Come la forza, l’idealismo e il coraggio di Mohammed, ragazzo egiziano ma impegnato in Bulgaria con il programma European Solidarity Corps, che in questi giorni si è adoperato in attività di volontariato nella raccolta cibo per Nonna Roma, e che mi ha confessato di voler provare a fare volontariato in Italia nel mondo ARCI, ampliare i suoi orizzonti e rendersi utile in “cose nuove” e per “più persone”. Lo scambio per lui è stata un’opportunità per prendere al volo nuove occasioni, per spingersi oltre i propri confini (da quelli geografici, a quelli professionali) e per migliorare sé stesso e ciò che sta a lui attorno.

Forza, idealismo e coraggio di Sophie e Léa, ragazze francesi che si sono adoperate nel richiedere consigli e itinerari sul come arrivare in diverse parti di Roma, per assistere e prendere così parte ad iniziative solidali e di volontariato a cui “teniamo molto, che portiamo avanti anche in Francia e di cui ci farebbe piacere fare esperienza anche a Roma”. Per loro lo scambio è stato un portare la propria quotidianità in uno spazio e in una realtà diversi, un impegnarsi nuovamente in ciò che amano e in cui si impegnano.

Forza, idealismo e coraggio di Kamen, ragazzo bulgaro, che nel condividere i suoi pensieri finali sullo scambio ha riassunto un po’ lo spirito e l’obiettivo dell’intero evento, e ha trovato il consenso mio e di tutti gli altri partecipanti: “Non importa se mi trovo in Bulgaria, o se voi vi trovate in Francia e in Italia, alla fine ciò che facciamo ci accomuna. E penso che la cosa più importante adesso per noi giovani è prendere in mano la situazione e cambiare veramente le cose, dobbiamo fare qualcosa per cambiare la situazione.” Giovani, conoscenza, impegno, azione, cambiamento; questo si evince dalle parole e dalle esperienze di Kamen, ma anche dalla mia e dalle esperienze e realtà di tutti i partecipanti.

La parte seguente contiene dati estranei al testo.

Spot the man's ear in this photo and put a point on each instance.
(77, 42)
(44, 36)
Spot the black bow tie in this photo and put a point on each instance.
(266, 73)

E non solo.

Da spazi ricreativi, a periferie da ricostruire; da materie STEM, a educazione non formale; da attività di volontariato, a lavoro di ufficio; da contatto diretto con individui, a lavoro nelle retrovie burocratiche; da un aiuto immediato e concreto, alla scrittura di un progetto e la stesura di un articolo; da impegno e attività nel quartiere di casa, a cooperazione e attività in un altro paese; i partecipanti dello scambio e le organizzazioni con cui mi sono interfacciata, hanno presentato modelli ed esperienze legate da un filo rosso che trova oggi protagonisti noi, giovani volontari, impiegati nella nostra quotidianità per riuscire a “smuovere” qualcosa e prendere parte al cambiamento; ma che, e ne sono sicura, legherà altri giovani domani, dopodomani, e il giorno dopo ancora.

Non resta che augurarci che questo legame e questo filo rosso dell’azione, dell’impegno della controcultura e del cambiamento possa diventare sempre più stretto e forte.